I am working with UPC (product#), date_expected, and quantity_picked columns and need my data organized to show the total quantity_picked per day (for every day) for each UPC. Example data below:
UPC quantity_picked date_expected
0 0001111041660 1.0 2019-05-14 15:00:00
1 0001111045045 1.0 2019-05-14 15:00:00
2 0001111050268 1.0 2019-05-14 15:00:00
3 0001111086132 1.0 2019-05-14 15:00:00
4 0001111086983 1.0 2019-05-14 15:00:00
5 0001111086984 1.0 2019-05-14 15:00:00
... ... ...
39694 0004470036000 6.0 2019-06-24 20:00:00
39695 0007225001116 1.0 2019-06-24 20:00:00
I was able to successfully organize my data in this manner using the code below, but the output leaves out dates with quantity_picked=0
orders = pd.read_sql_query(SQL, con=sql_conn)
order_daily = orders.copy()
order_daily['date_expected'] = order_daily['date_expected'].dt.normalize()
order_daily['date_expected'] = pd.to_datetime(order_daily.date_expected, format='%Y-%m-%d')
# Groups by date and UPC getting the sum of quanitity picked for each
# then resets index to fill in dates for all rows
tipd = order_daily.groupby(['UPC', 'date_expected']).sum().reset_index()
# Rearranging of columns to put UPC column first
tipd = tipd[['UPC','date_expected','quantity_picked']]
gives the following output:
UPC date_expected quantity_picked
0 0000000002554 2019-05-21 4.0
1 0000000002554 2019-05-24 2.0
2 0000000002554 2019-06-02 2.0
3 0000000002554 2019-06-17 2.0
4 0000000003082 2019-05-15 2.0
5 0000000003082 2019-05-16 2.0
6 0000000003082 2019-05-17 8.0
... ... ...
31588 0360600051715 2019-06-17 1.0
31589 0501072452748 2019-06-15 1.0
31590 0880100551750 2019-06-07 2.0
When I try to follow the solution given in: Pandas filling missing dates and values within group I adjust my code to
tipd = order_daily.groupby(['UPC', 'date_expected']).sum().reindex(idx, fill_value=0).reset_index()
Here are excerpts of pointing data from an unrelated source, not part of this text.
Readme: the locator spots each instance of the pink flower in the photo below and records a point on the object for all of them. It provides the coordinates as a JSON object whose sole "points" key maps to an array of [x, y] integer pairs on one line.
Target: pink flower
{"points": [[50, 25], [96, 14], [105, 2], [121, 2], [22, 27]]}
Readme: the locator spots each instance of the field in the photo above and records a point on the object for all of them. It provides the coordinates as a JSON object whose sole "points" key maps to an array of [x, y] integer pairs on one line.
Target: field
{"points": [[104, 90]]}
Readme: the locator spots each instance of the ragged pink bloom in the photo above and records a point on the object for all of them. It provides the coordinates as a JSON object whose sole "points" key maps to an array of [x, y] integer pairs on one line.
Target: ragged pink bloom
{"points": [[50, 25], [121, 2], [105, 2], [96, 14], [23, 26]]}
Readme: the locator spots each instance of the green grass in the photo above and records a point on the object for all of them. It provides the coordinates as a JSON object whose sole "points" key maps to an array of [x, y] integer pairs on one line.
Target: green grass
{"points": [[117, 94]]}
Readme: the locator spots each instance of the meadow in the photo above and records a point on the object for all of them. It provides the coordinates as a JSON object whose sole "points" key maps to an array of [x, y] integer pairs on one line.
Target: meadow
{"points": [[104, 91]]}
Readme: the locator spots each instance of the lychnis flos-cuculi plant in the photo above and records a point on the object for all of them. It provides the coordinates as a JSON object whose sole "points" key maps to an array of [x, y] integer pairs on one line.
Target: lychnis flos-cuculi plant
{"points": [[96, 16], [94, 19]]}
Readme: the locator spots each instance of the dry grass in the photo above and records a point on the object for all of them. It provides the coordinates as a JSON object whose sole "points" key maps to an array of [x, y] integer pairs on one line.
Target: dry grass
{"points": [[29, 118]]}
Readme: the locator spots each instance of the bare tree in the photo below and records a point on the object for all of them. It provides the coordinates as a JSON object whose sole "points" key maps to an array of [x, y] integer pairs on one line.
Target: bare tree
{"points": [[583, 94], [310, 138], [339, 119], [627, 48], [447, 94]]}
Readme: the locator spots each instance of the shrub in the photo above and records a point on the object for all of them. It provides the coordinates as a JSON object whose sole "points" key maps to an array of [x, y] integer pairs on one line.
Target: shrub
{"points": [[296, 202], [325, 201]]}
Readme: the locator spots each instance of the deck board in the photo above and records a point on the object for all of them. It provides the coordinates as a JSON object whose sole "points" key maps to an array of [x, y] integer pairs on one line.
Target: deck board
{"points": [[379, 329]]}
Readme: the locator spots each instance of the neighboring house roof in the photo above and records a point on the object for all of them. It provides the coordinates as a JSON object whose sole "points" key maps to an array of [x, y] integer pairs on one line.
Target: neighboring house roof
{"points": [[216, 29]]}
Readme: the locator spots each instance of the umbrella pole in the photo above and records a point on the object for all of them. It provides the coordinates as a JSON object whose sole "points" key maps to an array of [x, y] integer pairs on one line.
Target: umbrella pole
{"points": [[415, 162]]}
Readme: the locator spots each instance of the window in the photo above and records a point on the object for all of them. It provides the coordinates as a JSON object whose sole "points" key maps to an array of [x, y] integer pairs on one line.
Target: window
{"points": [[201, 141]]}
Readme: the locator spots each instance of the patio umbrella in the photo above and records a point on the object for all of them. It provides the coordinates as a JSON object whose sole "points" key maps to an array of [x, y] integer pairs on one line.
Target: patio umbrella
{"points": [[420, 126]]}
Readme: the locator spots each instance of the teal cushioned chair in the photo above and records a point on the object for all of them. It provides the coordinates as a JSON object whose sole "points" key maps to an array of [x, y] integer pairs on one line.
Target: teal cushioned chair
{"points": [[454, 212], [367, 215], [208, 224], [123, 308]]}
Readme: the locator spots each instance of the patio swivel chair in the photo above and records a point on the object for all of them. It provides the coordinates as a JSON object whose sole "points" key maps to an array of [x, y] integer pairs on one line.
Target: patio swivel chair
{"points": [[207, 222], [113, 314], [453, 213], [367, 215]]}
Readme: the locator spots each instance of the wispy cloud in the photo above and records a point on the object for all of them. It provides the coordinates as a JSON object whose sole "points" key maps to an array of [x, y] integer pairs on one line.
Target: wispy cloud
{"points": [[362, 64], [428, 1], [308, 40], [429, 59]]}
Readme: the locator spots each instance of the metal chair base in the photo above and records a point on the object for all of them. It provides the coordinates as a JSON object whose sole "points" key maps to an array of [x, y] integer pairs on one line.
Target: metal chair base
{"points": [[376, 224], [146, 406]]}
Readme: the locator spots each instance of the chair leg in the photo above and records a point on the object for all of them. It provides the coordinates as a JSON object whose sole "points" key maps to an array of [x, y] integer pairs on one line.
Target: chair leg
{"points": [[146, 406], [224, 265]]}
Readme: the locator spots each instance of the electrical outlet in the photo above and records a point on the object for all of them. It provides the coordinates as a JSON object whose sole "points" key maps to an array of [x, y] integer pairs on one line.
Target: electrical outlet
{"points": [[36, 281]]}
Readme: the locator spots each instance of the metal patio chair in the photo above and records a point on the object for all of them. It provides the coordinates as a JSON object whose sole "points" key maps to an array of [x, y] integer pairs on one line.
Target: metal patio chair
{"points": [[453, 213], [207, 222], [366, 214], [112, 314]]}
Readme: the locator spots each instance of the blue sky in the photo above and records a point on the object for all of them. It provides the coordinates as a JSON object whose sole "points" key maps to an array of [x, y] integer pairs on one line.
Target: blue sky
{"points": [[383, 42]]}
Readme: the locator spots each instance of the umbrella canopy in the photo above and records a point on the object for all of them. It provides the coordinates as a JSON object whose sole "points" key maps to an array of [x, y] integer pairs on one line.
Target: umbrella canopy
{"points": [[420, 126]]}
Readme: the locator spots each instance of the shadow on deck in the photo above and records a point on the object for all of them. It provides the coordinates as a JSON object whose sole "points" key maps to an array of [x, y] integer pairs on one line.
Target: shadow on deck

# Rearranging of columns to put UPC column first
tipd = tipd[['UPC','date_expected','quantity_picked']]
# Viewing first 10 rows to check format of dataframe
print('Preview of Total per Item per Day')
print(tipd.iloc[0:10])
And receive the following error:
TypeError: Argument 'tuples' has incorrect type (expected numpy.ndarray, got DatetimeArray)
I need each date to be listed for each product, even when quantity picked is zero. I plan on creating two new columns using .shift and .diff for calculations, and those columns will not be accurate if my data is skipping dates.
Any guidance is very much appreciated.